Is there a requirement that an activity ID be unique?
Reason why I ask is it seems prudent to save a list of encountered activities, and drop those that have been seen before.
However that caused me to run head-first into a NodeBB regression because we ourselves don't actually send unique activity IDs.
For example, a Follow-Undo(Follow)-Follow chain would have the two Follows with the same ID, since we just construct them ad-hoc based on request data.
Easy fix is to throw in a timestamp there, but it got me wondering about whether there were uniqueness expectations at all, or whether I was being overzealous in checking for it.
So the requirement as I understand it is that the id must be publicly resolvable, which would imply a uniqueness constraint.

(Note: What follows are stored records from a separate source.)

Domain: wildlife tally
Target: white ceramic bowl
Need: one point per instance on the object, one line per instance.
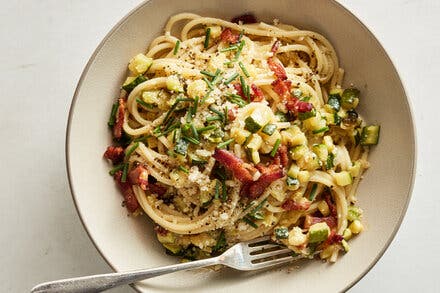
(129, 243)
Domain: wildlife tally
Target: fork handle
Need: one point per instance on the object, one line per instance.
(98, 283)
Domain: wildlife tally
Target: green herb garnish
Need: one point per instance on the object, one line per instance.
(112, 120)
(225, 143)
(243, 69)
(275, 148)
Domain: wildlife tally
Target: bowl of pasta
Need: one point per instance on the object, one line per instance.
(195, 127)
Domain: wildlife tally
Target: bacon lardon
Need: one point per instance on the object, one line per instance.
(257, 187)
(276, 45)
(233, 164)
(127, 191)
(257, 95)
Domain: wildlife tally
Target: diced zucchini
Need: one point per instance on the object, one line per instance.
(312, 163)
(347, 234)
(370, 135)
(269, 129)
(343, 178)
(318, 232)
(323, 208)
(350, 98)
(131, 82)
(281, 233)
(334, 101)
(197, 88)
(256, 121)
(174, 84)
(356, 227)
(303, 176)
(299, 152)
(181, 147)
(293, 171)
(321, 151)
(292, 183)
(306, 115)
(355, 169)
(252, 125)
(332, 118)
(240, 135)
(255, 142)
(354, 213)
(330, 161)
(282, 117)
(293, 136)
(315, 123)
(140, 64)
(345, 246)
(296, 237)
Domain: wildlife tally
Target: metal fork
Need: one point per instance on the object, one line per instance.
(245, 256)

Still, the verbage doesn't say that it must be a publicly resolvable _to the object in question_ IIRC? I'd have to look this up to confirm it and am not in a position to do so right now, but that's an interesting question.

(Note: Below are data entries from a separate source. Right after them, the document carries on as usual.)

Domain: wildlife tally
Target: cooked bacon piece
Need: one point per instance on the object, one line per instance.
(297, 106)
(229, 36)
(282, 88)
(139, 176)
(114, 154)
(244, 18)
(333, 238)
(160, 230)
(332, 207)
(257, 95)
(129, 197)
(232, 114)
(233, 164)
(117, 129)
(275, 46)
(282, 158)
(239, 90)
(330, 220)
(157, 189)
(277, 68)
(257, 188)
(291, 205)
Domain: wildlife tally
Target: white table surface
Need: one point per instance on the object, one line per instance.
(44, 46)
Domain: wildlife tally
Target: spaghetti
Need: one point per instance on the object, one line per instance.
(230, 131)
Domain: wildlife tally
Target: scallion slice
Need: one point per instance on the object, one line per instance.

>All Objects in [ActivityStreams] should have unique global identifiers. ActivityPub extends this requirement; all objects distributed by the ActivityPub protocol MUST have unique global identifiers, unless they are intentionally transient
Can I trick anyone thinking about deduplication and identifier schemes into reviewing my FEP and proposing changes or additions? I’m a huge fan of content-identifiers (whether the IPFS kind or others) so understanding dedup and performance needs inherent to the protocol informs some research I’m doing on content-identified AP:
Mastodon does a GET on every ID in the activity which I think is really really over the top. However PieFed returns 404 on the inner IDs and that doesn’t stop Mastodon from accepting the post so idk why they bother.

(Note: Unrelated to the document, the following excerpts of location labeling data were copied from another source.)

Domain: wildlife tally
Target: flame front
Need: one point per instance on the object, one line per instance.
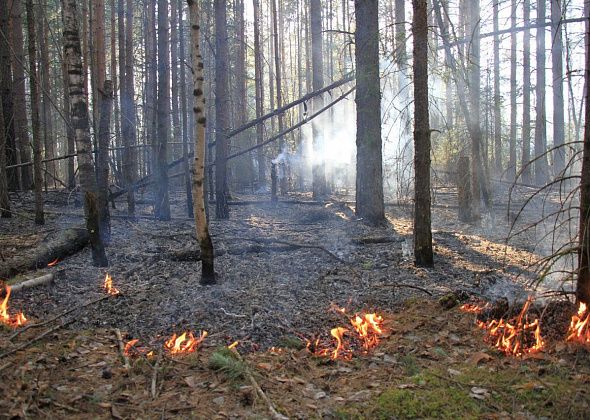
(108, 286)
(367, 329)
(517, 337)
(15, 320)
(184, 343)
(580, 325)
(130, 345)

Akomma just does a GET on the outermost ID.
Lemmy and PieFed never do any GETs on IDs and just relies on the Signature being valid. But the outermost IDs do need to be unique otherwise they’ll be detected as an unnecessary retry and dropped.
Trust, probably? If the object of an activity has an id, then the information in the activity’s object node might not match the information obtained when dereferencing the id using HTTP GET. There are essentially 3 possibilities:
The object has no id, so you use any information about the object as-is.
The object has an id, but you use the information about the object as-is, without doing an HTTP GET.
The object has an id, but you replace the object node with the latest information obtained from an HTTP GET of the id. If any errors occur here, you can fallback to the previous case.
Nothing in ActivityPub has to be dereferenceable; it just has to be globally unique (so receiving the same activity twice can be detected). In practice however, you may still want to reprocess the same activity. Take for example a sender that doesn’t use unique ids for Follow activities. If they Follow, then Undo Follow, depending on how you process Undo activities, they may not be able to refollow you.
Follow activities should be processed even if their id has already been seen. It may be that the sender has lost their local state, so sending them an Accept Follow to “remind” them can prevent further issues.
Undo activities can be handled in one of two ways:
Undo should mark previously processed activities as “unprocessed”, so if the same id is received later, it should be processed as if it were a never-before-seen activity. Otherwise, you would return an error and ask the sender to re-send with a fresh id (and this can cause problems).
One exception is out-of-order delivery. If you receive an Undo for an activity you don’t know about, then you receive a Follow with the same id as the Undo’s object, you can probably ignore the Follow and assume it was undone.
Alternatively, Undo should be stored as-is and any activities received with an id matching an existing Undo’s object id should be dropped. If you can, respond with some kind of indication of this (304? 400? 409? maybe not 202) so that the sender hopefully knows to use a fresh id.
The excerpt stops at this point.